The foot-washing God

In Latin America, Pastors of large thriving churches–and even small ones–are often referred to, and refer to themselves as “el siervo” or the servant. Some exhibit those traits but others do not in anyway act like servants!

Yesterday we were thinking about how God is a loving and serving God in the “intra-trinitarian” relationships. John 13:1-17, however, takes this to a whole other level. Jesus knows that he will soon be killed and so he shows the disciples how much he loves them and is committed to them. He washes their feet.

This is not what one would have expected in the light of verse 3. All things had been put under his power, he had come from the Father and was going to the Father, therefore…you’d expect some sort of demonstration of that power, a demonstration of his origins or a demonstration of his destiny, but no, he washes their feet. Jesus demonstrates his power, his origins and his destiny by serving. Wow!

Now, the role of washing the dust and dirt off the feet of any guest, not only was it not a pleasant job–although I don’t think back then they were a squeamish as we are now–it would have normally been the job of the lowest slave in the household. Jesus is demonstrating the radical nature of his revolution of love. The master and lord of this group of people is taking the role of a slave. So this God, who we have committed our lives to, is not only a servant God, he is a God who loves his disciples enough to serve them as a slave.

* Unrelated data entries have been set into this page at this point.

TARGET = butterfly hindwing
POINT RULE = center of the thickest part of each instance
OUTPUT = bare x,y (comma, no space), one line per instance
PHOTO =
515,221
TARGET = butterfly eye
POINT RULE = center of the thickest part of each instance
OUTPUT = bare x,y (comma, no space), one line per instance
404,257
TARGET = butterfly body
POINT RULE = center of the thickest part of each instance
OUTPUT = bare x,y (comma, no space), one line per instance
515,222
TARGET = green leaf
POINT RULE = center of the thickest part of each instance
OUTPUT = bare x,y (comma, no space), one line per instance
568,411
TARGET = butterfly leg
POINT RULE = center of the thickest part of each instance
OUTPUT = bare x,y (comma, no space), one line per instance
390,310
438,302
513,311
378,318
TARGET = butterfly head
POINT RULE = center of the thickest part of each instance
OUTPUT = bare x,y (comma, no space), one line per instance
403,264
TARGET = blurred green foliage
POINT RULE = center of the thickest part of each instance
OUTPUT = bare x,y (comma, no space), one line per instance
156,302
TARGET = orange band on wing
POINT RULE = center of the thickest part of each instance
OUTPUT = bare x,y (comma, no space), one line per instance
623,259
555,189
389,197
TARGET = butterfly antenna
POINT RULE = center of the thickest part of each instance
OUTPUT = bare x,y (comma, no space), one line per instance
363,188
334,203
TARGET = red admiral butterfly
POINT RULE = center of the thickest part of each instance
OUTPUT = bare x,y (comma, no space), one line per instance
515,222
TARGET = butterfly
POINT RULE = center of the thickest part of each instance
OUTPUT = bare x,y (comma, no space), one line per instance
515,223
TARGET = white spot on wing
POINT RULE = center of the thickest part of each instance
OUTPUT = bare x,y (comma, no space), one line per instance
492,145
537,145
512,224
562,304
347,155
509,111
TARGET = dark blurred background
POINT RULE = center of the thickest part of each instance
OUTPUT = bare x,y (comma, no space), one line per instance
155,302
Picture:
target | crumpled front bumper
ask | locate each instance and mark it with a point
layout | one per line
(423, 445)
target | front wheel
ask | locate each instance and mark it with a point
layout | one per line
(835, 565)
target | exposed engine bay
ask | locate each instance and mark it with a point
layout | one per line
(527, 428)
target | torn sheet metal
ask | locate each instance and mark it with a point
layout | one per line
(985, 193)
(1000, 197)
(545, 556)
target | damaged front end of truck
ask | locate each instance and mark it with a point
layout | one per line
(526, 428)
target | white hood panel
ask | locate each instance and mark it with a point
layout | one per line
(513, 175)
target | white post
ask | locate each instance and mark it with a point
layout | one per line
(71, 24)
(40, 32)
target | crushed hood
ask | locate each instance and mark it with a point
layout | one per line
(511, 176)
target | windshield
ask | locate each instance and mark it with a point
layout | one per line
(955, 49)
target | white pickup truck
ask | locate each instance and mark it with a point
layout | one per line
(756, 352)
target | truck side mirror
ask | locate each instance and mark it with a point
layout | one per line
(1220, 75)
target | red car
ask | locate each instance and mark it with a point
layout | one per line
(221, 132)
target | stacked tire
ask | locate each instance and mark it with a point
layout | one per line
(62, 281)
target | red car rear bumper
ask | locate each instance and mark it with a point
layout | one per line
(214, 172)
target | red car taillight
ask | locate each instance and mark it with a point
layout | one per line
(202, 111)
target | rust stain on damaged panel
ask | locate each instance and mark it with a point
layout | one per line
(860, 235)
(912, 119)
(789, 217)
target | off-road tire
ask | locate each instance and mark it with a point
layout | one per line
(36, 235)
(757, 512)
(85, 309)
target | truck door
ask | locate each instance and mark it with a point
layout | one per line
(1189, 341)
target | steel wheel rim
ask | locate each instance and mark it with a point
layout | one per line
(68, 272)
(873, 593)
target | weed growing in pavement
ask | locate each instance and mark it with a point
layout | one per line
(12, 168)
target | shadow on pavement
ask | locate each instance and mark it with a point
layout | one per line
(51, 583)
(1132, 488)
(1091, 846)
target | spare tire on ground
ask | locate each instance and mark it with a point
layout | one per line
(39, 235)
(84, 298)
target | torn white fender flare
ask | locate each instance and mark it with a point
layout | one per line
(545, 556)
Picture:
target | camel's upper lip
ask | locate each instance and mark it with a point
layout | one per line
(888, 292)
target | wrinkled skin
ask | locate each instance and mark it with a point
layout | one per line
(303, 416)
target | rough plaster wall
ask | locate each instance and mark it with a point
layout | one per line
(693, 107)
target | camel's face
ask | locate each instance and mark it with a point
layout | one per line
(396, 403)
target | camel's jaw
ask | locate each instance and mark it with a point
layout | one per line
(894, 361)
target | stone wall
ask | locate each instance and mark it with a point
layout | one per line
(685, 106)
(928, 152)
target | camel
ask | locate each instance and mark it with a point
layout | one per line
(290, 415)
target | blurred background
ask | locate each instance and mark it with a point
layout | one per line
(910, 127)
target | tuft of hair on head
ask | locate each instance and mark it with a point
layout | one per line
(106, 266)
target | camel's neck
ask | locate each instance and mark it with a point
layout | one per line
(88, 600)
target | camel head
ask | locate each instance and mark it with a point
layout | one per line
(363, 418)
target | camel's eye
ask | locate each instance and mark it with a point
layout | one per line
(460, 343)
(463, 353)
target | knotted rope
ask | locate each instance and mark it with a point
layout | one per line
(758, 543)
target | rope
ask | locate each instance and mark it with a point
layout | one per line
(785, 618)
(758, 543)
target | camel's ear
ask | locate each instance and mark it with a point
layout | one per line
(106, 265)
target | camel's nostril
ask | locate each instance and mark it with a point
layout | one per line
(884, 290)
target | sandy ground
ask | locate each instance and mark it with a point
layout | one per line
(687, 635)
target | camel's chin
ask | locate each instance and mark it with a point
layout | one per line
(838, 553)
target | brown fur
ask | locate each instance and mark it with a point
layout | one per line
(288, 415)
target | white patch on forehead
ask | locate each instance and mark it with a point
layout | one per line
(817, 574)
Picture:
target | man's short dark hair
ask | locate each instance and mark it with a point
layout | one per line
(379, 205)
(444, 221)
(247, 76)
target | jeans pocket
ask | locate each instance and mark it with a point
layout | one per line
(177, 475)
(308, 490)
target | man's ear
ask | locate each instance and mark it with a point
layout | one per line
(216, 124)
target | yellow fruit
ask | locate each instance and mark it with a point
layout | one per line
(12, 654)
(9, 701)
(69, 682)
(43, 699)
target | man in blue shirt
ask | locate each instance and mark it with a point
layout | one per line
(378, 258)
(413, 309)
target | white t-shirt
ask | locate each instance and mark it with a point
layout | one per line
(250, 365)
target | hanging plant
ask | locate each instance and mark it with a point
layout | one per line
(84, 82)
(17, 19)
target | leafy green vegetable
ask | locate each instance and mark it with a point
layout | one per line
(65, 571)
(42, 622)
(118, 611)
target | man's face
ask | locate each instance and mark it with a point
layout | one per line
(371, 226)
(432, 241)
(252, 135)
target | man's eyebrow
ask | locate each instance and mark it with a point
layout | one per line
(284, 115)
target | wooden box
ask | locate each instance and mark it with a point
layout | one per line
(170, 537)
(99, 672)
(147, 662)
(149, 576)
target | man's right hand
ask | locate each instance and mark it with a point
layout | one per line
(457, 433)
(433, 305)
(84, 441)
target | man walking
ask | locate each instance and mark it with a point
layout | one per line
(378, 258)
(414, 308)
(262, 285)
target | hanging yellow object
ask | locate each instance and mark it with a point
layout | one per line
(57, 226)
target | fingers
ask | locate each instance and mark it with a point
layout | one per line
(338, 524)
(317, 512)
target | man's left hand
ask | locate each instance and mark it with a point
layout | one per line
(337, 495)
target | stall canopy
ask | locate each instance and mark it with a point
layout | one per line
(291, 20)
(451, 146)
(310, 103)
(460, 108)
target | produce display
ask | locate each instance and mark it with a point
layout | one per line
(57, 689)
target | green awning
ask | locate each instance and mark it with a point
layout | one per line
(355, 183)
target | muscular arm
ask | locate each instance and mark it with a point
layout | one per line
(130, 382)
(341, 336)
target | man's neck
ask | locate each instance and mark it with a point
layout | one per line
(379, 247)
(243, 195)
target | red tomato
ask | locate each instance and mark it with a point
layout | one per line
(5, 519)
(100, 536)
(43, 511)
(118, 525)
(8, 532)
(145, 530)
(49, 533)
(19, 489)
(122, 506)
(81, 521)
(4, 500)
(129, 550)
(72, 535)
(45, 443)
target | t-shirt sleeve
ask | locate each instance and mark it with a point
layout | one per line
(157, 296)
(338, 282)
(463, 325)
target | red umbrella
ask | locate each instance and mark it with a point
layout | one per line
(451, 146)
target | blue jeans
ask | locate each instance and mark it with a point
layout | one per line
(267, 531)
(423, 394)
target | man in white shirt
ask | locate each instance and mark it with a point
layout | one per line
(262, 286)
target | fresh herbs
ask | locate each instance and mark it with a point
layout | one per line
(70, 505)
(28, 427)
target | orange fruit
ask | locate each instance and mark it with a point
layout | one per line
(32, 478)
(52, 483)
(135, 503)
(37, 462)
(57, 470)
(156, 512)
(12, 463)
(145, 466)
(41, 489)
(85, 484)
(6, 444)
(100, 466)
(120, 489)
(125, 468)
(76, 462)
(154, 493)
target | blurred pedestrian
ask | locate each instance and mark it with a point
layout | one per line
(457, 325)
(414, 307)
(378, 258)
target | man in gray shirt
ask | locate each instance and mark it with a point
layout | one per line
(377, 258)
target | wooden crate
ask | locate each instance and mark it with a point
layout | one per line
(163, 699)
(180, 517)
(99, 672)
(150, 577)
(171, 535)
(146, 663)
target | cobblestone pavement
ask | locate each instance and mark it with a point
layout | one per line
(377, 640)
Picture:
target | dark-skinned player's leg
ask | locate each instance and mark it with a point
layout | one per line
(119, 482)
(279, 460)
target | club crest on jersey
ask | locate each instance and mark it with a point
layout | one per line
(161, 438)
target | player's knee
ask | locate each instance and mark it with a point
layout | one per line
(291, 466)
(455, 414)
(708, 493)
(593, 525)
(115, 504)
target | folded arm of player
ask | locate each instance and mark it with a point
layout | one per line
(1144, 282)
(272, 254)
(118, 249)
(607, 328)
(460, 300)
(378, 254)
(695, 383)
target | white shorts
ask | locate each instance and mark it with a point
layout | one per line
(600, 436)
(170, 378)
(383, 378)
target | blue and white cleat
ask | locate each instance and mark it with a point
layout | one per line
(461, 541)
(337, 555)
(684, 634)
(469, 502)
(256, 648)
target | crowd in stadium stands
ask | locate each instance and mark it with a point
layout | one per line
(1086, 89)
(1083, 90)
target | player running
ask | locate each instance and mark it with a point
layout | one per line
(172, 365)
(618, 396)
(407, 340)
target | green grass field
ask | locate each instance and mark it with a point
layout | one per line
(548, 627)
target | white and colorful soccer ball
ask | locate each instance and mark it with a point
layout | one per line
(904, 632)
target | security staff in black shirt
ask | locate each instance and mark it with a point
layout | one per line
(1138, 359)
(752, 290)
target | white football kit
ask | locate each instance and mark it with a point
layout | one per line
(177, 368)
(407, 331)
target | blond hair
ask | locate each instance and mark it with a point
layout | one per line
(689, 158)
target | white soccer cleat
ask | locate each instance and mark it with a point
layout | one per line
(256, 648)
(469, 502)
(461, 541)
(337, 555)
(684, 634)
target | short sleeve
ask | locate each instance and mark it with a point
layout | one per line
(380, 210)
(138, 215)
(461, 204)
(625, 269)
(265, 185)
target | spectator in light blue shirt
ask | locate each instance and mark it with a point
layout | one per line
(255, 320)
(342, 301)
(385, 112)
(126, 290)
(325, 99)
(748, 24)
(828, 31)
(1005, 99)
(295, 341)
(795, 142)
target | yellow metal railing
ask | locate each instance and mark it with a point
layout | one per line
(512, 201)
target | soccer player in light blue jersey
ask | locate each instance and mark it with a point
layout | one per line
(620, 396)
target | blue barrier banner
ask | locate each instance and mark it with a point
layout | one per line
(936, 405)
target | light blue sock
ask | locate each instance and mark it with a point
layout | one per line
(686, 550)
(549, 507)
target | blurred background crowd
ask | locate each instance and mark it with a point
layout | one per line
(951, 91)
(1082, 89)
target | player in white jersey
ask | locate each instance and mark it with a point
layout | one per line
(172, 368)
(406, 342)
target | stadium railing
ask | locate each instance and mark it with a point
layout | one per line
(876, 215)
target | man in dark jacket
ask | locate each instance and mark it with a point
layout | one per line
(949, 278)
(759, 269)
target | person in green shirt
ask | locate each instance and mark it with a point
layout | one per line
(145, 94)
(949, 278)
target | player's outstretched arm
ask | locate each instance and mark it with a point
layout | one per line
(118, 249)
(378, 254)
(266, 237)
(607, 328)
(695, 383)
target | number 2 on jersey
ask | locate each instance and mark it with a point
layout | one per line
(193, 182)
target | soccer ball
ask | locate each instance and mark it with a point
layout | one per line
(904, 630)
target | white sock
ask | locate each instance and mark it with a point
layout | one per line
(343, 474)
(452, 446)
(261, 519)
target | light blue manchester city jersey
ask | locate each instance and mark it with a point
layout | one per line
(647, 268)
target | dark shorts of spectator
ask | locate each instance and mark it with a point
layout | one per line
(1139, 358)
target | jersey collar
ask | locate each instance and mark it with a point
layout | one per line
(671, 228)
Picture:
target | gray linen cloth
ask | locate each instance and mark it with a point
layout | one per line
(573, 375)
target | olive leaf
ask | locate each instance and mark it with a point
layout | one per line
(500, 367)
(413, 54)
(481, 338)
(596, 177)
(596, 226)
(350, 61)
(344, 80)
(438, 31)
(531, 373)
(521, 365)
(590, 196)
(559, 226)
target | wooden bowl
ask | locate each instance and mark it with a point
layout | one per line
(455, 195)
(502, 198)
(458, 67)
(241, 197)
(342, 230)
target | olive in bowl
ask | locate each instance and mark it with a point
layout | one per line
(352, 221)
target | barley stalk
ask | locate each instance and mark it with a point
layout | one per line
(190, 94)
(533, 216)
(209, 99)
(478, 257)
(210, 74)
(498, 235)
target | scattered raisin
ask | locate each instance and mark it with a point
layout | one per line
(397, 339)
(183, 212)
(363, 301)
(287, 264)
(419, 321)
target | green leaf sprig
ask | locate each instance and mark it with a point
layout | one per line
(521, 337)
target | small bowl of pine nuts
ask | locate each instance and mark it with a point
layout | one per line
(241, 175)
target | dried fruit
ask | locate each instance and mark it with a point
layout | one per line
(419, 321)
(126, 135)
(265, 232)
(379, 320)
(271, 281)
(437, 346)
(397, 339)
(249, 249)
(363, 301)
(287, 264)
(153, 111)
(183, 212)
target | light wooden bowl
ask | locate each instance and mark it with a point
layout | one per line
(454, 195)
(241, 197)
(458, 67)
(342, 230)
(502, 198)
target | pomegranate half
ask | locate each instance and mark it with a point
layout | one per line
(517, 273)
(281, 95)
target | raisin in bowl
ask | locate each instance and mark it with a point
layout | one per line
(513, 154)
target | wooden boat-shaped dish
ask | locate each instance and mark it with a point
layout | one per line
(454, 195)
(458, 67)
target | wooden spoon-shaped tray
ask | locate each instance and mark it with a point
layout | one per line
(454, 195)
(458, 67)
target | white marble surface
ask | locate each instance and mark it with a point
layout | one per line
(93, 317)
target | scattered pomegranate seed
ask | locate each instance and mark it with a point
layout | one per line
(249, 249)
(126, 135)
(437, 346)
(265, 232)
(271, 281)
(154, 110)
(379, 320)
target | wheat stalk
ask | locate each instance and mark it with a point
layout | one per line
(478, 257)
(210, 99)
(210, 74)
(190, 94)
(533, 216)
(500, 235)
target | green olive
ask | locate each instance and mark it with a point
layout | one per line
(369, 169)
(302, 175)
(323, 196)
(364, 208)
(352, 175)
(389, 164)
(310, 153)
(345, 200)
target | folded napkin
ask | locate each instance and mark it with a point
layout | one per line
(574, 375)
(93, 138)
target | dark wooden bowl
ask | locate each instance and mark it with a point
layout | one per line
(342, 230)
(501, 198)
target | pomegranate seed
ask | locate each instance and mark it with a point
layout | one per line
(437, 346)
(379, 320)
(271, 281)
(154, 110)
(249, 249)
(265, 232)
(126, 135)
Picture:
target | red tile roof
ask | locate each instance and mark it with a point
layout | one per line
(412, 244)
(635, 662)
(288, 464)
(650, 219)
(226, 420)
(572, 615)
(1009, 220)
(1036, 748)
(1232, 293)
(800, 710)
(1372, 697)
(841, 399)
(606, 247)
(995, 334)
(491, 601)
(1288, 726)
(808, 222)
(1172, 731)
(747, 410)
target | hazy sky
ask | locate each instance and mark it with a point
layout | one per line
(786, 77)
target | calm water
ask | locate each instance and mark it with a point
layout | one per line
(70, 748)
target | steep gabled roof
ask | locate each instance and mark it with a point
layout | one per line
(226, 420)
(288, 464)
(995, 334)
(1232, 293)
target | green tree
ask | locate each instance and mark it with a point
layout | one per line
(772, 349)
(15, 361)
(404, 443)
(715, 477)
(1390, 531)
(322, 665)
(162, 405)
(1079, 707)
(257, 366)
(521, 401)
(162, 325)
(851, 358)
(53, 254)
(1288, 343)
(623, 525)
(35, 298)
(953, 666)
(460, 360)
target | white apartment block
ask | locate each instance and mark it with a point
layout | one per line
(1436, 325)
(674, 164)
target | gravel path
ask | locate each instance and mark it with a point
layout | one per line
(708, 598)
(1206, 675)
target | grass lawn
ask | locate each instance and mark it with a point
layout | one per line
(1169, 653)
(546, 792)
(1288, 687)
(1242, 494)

The little interaction between Jesus and Peter is incredible. Peter, in his normal heroic way, tells Jesus that he can’t wash his feet. This inverted pride of Peter is rebuked by Jesus. In doing this Jesus says a very surprising thing. Verse 8 Jesus tells Peter, “unless I wash you, you have no part with me”. What Jesus is actually saying beggars belief, “unless you allow me to serve you, you have no part with me”. We need the humility to allow the King of kings to serve us. So paraphrasing John F. Kennedy, “ask not what you can do for God, but what God has done for you”.

Verses 12-16 tell us then what all this means. I am guessing that the answer to Jesus’ question, “do you understand what I have done for you” would probably have been an unqualified, “Ummm”. He spells it out. He shows them the true quality of greatness and status. “Yes I am your master but in being your master I serve you to a most radical extent”. This is an example to the disciples. To be a master and lord is to serve even in the most menial tasks.

The final verse finishes with yet another stunning truth: blessing is found in service. Blessing is not found in status, power, wealth, respect or any other thing that the world sees as a blessing. Blessing is found in serving in the most menial of tasks. This service is not heroic but it does bring blessing.